Son of a miller Tuscan, Lorenzo Lulli, and from Catarina LED Sixthly, Jean-Baptiste Lully was going to occupy the high positions of the musical world at the court of Louis XIV, to become, in 1672, “director of all the theater in music”.


A irrésitible rise

He began his career of musician while playing of the guitar in Casa Legrenzi. It is there that the duke of Own way noticed it, before making it enter like “boy of room” in his cousin, Miss de Montpensier, who wished to learn Italian.

At the end of the Sling, it passed to the service of the young person Louis XIV as violonist and dancer, and was named in 1653 composer of the instrumental music. The first part of its career was devoted to the ballet music, and, if he wrote vocal parts, those will be only specifically Italian. Superintendent and composer of the room in 1661, it was made naturalize and married the following year the girl of the Lambert composer. From 1664, while giving to the great ballets of court a broadth and a homogeneity larger than ever, he collaborated with Molière, with who he was to create the comedy-ballet. In 1671, with Molière, Corneille and Quinault, it gave the lyric tragedy Psyché, ultimate stage towards the French opera, of which he is the inventor, just like he was to it French opening.  

In 1672, Louis XIV named it directing of “all the theater in music”, which gave him a power unlimited on the whole of the lyric music of the kingdom and allowed him to oust Marc-Antoine Charpentier. He will create each year a new opera then, under the generic title of lyric tragedy.
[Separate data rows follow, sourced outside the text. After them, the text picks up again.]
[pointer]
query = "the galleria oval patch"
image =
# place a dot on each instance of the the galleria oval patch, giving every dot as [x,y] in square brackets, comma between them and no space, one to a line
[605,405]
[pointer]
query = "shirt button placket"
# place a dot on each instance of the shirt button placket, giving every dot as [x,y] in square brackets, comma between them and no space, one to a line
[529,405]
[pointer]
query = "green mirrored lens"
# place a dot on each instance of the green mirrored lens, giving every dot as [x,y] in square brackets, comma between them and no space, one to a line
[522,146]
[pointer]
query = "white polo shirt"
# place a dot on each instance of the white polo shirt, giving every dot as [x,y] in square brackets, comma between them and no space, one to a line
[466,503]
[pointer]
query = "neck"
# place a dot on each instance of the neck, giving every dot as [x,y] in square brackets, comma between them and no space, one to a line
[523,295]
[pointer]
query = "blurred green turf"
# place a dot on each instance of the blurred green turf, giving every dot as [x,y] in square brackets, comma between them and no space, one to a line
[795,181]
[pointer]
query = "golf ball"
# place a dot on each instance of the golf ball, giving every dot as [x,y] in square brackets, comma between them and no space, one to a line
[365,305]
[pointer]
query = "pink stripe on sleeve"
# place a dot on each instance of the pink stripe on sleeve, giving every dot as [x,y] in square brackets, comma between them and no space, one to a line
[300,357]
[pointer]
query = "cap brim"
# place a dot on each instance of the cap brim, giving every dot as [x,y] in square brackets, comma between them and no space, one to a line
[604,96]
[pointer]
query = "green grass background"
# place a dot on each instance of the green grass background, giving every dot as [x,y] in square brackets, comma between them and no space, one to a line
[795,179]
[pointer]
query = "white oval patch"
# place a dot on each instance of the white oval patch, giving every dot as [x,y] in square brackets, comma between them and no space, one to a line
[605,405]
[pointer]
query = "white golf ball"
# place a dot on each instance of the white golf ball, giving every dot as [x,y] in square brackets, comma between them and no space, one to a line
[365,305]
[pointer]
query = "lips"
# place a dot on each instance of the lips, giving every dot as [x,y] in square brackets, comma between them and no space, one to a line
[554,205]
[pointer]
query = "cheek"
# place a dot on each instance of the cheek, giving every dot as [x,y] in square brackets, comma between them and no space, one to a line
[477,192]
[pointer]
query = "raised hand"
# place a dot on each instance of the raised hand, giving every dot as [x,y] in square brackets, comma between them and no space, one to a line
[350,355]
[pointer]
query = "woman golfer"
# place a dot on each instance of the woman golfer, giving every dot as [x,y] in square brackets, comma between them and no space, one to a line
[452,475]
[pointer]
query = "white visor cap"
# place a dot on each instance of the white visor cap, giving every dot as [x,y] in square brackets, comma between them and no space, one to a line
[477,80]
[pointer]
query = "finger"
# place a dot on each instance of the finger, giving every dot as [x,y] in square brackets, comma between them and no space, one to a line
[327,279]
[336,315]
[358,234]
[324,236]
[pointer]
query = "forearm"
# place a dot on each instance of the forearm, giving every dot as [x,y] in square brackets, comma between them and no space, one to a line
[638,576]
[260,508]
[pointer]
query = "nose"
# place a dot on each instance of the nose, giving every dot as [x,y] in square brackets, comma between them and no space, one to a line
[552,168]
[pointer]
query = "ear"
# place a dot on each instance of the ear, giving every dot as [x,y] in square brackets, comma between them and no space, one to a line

He died in 1687, following a blow of cane which he had given himself on a foot by striking the measurement of Te Deum sung for the cure of the king.


Inventor of a style of French music

Its collaboration with Molière (interludes of the Forced marriage, 1664; love doctor, 1665; from the Middle-class gentleman, 1670, etc) and with Racine (Idyll on Peace, 1685) led it to conceive a music which followed very close the French prosody, whereas the Italian style privileged the melody line.

Thus, it introduced into its operas the recitative, simple or accompanied (Amadis de Gaulle, 1684; Armide, 1686). The choruses took at his place a significant importance in the infernal scenes spell-bindings and, or in the entertainments conclusive (Isis, 1677; Proserpine, 1680).

Lully is the author of about ten operas, of about thirty ballets (certain writings in collaboration), of instrumental music and vocal (Motets with two choruses for the vault of the roy, 1684).